Von Dietrich Schröder

Sie sind in die Jahre gekommen – „längst technisch und moralisch verschlissen“, wie Fachleute es formulieren würden. Die derzeitige Eisenbrücke über die Oder bei Küstrin wurde vor genau 100 Jahren errichtet. Bei den Kriegskämpfen um den strategisch wichtigen Oderübergang wurde sie Anfang 1945 schwer beschädigt und Jahre später mehr schlecht als recht wieder instand gesetzt.

Ähnliches trifft auf die benachbarte Straßenbrücke zu. Nur deren Pfeiler stammen sogar noch aus dem 19. Jahrhundert. Zu DDR-Zeiten führte diese Brücke durch militärisches Sperrgebiet, weil eine sowjetische Pioniereinheit die Insel zwischen Oder und Oder-Vorflut-Kanal besetzt hielt. Als die Brücke 1992 provisorisch instand gesetzt wurde, war dies auch nur für 15 Jahre gedacht.

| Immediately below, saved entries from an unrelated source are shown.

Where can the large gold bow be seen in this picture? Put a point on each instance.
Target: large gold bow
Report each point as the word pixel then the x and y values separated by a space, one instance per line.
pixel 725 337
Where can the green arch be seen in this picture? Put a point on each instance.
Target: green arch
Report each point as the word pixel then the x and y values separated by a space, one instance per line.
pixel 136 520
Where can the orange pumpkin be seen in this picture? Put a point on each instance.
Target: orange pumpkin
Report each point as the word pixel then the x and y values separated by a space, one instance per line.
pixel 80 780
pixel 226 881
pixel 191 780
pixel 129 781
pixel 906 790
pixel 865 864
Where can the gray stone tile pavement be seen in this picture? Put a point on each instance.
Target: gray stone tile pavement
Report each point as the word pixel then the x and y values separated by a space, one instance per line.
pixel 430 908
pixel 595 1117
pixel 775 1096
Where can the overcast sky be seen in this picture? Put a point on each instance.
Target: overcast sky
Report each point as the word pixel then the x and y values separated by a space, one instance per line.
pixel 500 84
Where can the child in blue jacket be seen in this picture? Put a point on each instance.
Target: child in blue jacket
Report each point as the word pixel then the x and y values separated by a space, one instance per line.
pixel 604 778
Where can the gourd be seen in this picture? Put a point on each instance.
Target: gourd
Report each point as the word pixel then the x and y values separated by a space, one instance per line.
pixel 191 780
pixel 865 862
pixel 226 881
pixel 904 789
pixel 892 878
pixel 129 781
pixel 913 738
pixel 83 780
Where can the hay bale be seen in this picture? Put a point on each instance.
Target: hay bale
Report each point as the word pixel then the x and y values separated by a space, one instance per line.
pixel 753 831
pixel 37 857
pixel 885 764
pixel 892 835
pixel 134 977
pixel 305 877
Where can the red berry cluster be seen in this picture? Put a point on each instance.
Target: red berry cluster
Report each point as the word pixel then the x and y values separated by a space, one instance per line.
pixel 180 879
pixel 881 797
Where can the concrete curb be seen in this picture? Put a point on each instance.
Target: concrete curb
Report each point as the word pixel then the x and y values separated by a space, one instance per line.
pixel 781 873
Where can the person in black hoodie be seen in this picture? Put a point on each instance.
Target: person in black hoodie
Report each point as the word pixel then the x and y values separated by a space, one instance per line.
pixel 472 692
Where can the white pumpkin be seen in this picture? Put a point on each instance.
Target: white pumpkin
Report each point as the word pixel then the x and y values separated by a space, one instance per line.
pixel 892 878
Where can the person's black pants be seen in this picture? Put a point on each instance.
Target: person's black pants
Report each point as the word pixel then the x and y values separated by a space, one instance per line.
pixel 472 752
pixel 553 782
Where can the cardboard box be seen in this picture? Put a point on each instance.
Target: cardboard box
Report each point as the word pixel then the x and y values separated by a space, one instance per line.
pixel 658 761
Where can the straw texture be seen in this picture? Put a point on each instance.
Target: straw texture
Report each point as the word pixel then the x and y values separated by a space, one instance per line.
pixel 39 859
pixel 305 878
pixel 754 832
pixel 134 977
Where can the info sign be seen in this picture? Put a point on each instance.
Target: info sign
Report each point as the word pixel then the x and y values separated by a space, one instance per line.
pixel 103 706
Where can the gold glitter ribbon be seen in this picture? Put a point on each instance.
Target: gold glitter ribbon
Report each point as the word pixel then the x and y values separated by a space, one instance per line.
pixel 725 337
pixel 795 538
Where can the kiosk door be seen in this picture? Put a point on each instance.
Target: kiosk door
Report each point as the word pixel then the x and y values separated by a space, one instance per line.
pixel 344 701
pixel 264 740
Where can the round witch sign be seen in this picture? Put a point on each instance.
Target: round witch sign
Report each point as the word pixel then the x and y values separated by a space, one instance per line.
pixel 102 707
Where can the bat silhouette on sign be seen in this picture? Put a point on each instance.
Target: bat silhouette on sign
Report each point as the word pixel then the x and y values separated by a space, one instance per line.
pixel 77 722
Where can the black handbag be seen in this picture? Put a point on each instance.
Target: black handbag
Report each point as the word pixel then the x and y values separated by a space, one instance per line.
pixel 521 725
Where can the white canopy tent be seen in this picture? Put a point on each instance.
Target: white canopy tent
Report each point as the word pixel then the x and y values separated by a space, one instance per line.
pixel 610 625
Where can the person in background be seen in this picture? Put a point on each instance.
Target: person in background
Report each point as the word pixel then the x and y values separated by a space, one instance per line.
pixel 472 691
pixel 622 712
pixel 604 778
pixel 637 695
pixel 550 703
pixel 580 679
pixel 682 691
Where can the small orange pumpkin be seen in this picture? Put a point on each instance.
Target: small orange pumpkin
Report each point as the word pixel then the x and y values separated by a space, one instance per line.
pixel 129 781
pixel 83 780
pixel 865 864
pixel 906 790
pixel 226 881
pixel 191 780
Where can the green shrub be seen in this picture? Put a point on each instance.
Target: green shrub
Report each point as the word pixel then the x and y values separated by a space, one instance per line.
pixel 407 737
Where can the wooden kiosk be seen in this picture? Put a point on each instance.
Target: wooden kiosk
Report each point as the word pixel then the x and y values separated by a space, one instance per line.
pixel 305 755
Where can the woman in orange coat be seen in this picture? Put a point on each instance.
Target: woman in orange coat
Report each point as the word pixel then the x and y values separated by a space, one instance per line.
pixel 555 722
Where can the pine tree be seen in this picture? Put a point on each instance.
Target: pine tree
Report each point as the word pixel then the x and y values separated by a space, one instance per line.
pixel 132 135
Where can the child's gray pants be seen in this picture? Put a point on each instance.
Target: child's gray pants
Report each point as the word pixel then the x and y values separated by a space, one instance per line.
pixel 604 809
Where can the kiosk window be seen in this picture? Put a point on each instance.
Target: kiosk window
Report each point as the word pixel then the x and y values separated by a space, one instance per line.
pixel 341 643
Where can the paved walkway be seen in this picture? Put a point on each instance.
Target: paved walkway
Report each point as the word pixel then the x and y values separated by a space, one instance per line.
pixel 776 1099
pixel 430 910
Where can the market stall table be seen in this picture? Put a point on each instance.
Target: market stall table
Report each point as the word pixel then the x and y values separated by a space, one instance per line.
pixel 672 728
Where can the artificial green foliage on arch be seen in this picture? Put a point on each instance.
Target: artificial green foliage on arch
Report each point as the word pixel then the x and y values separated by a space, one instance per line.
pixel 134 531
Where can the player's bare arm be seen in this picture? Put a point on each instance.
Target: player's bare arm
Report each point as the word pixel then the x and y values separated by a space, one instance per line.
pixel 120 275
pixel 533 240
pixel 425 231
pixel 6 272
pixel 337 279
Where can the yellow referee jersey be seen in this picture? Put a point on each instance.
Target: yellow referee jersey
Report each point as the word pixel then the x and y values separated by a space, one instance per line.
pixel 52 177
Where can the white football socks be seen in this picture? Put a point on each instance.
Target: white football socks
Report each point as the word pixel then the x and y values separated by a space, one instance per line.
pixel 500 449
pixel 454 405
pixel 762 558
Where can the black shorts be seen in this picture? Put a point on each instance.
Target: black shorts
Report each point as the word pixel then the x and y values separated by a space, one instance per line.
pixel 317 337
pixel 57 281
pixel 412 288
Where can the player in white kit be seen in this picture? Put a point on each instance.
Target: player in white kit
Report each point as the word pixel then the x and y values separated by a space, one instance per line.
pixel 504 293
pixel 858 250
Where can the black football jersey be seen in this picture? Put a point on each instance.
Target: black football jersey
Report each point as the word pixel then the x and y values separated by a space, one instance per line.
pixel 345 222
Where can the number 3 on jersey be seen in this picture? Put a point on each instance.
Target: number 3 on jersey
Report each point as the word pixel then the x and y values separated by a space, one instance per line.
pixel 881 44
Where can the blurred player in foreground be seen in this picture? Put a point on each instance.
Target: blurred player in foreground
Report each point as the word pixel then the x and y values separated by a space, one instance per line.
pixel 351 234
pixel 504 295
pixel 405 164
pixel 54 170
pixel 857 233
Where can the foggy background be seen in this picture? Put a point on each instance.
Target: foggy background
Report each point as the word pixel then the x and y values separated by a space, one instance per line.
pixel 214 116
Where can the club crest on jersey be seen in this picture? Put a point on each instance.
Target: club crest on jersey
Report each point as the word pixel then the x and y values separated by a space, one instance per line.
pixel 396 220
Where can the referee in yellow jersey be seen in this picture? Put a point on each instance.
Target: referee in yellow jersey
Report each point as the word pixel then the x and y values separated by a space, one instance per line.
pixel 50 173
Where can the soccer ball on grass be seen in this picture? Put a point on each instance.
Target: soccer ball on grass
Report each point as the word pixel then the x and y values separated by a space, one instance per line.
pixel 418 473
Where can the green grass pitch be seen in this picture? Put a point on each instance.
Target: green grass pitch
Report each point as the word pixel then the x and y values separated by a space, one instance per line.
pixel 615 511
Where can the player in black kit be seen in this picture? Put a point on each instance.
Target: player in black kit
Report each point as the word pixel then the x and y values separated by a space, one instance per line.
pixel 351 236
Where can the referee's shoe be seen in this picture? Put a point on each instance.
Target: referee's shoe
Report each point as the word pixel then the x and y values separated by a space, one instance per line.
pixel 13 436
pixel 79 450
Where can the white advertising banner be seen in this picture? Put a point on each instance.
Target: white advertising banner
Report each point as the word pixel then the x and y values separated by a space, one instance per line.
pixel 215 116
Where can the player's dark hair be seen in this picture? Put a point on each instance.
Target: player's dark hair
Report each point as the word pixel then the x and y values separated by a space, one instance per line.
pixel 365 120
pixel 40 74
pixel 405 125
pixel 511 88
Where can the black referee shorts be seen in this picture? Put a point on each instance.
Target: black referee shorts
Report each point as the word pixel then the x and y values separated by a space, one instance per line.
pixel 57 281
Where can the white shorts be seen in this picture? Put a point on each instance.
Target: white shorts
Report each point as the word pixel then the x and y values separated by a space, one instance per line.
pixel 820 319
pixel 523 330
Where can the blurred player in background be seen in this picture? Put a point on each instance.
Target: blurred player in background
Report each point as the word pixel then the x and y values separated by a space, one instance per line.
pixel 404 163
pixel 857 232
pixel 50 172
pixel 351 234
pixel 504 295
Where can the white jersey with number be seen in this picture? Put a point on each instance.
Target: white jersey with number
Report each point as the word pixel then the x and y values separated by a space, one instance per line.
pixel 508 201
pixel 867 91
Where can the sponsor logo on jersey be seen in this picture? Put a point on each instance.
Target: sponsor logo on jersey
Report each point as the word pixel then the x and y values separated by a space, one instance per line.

Langer Streit über Neubauten

Die Folgen solcher Mängel sind alltäglich spürbar: Züge fahren nur im Kriechtempo über die Bahnbrücke. Und die Straßenbrücke ist nur für Kleintransporter bis maximal 7,5 Tonnen zugelassen. Dies alles im Europa des 21. Jahrhunderts. Doch über die Neubauten haben Verantwortliche aus Deutschland und Polen jahrelang gestritten. Seit 2015 liegt nun schon das von der Deutschen Bahn in Auftrag gegebene Projekt für die künftige Eisenbahnbrücke vor: eine elegant anmutende Netzwerkbogenbrücke, die sich 130 Meter stützenfrei über den Grenzfluss schwingt.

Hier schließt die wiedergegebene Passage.